US to Adopt Tighter Fuel Efficiency Standards -- President Obama will announce today that the US government wants car makers to increase the efficiency of America's fleet of road vehicles. According to official leaks, the Corporate Average Fuel Economy [CAFE] standards will demand that passenger cars and light trucks get an average of 35.5 miles per gallon by 2016. Currently, the CAFE standard is 27.5 miles per gallon for cars and 23.1 for trucks. What is most interesting is the alliance of supporters backing this; it is composed of the usual antagonists among state and federal officials, the car companies and environmentalists. [May 19]

Speaker of House of Commons Resigning over Expenses Scandal -- Michael Martin, Speaker of Britain's House of Commons, just announced that he will resign his office after almost a decade adjudicating the disputes and keeping order in the boisterous chamber. Part of his duties included administering and policing the expenses of members of the House. In recent days, thanks to reporting from the Telegraph, it became clear that he failed to keep MPs honest. Those who had played by the rules eventually forced him out. Yet, he should not be alone in quitting as Speaker and leaving his Commons seat. [May 20]
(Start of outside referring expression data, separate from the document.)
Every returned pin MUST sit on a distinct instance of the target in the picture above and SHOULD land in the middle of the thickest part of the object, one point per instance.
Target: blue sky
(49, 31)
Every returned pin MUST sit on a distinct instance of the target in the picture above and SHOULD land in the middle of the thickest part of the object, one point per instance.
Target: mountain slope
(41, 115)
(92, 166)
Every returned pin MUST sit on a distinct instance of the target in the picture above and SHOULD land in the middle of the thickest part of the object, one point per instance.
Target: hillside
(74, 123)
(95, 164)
Alleged New York Bomb Plot Foiled -- Early this morning, New Yorkers awoke to their caffeine and lousy breakfast TV to discover that law enforcement agencies had foiled an alleged bomb plot. Four men were under arrest for allegedly planting what they thought were explosives at a synagogue and a Jewish community center in the Bronx. An FBI informant had had them under observation for close to a year. The lessons from this case are simple enough. Anti-terrorism is police work, not the job of the military, and in the war against terrorism, America has lost some hearts and minds by forgetting that point. [May 21]

Copyright 2009 by The Kensington Review, Jeff Myhre, PhD, Editor. No part of this publication may be reproduced without written consent. Produced using Fedora Linux.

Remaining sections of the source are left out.